Cuba pays homage to fugitive Puerto Rican
independence activist recently killed in FBI shootout
By Anita Snow
Associated Press , October 6, 2005
HAVANA -- A son of the fugitive Puerto Rican independence activist who was recently killed in a shootout with FBI agents joined President Fidel Castro and other Cuban authorities Thursday in remembering his late father, Filiberto Ojeda Rios.
"Filiberto lives," the son, Edgardo Ojeda, told an evening gathering of hundreds of top Cuban officials and young people, saying his father's death was "an act of terrorism of state" by the U.S. government and that FBI agents had orders to kill rather than arrest him. "They violated his right to life," he said.
Flanked to his right by the similar red, white and blue flags of Cuba and Puerto Rico, Ojeda told the enthusiastic audience from a gleaming mahogany lectern that "I appreciate this act of solidarity."
Castro, dressed in his typical olive green uniform, sat in the front row of the event at Havana's Karl Marx Theater. Many other top officials were on hand, including Ricardo Alarcon, president of Cuba's parliament.

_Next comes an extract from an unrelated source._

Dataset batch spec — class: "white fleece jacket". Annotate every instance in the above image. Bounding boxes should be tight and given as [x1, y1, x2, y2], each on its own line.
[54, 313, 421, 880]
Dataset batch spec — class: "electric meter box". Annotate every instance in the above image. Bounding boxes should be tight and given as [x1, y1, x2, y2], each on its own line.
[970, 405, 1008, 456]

The event featured traditional Puerto Rican music, as well as a brief, surprise performance by South African singer and activist Miriam Makebo, who stopped in Cuba on her global farewell tour.
The 72-year-old Ojeda Rios, killed in a Sept. 23 raid on a farmhouse in southwestern Puerto Rico, had been sought for a 1983 robbery of $7.2 million from an armored car depot in West Hartford, Conn. He was the leader of the militant independence movement known as the Macheteros, or Cane Cutters, and had been on the run for 15 years.
The death of Ojeda Rios has provoked outrage in Puerto Rico, where he was seen as a heroic figure to some in the movement for the U.S. territory's independence from the United States.
Critics have faulted the FBI's handling of the operation, especially for waiting nearly 24 hours to enter the farmhouse after the fugitive had been wounded. An autopsy showed Ojeda Rios, shot once in the shoulder, might have survived if he had received immediate medical attention.
After the killing, protests broke out in the streets of the capital of San Juan during which demonstrators burned American flags and scrawled graffiti on two McDonald's restaurants. Machetero leaders vowed to avenge Ojeda Rios' death.
Earlier Thursday, Edgardo Ojeda oversaw a simple a ceremony in which a memorial plaque with his father's name was unveiled at a monument honoring numerous political leaders and social activists in a seaside government plaza facing the U.S. Interests Section, the American mission here.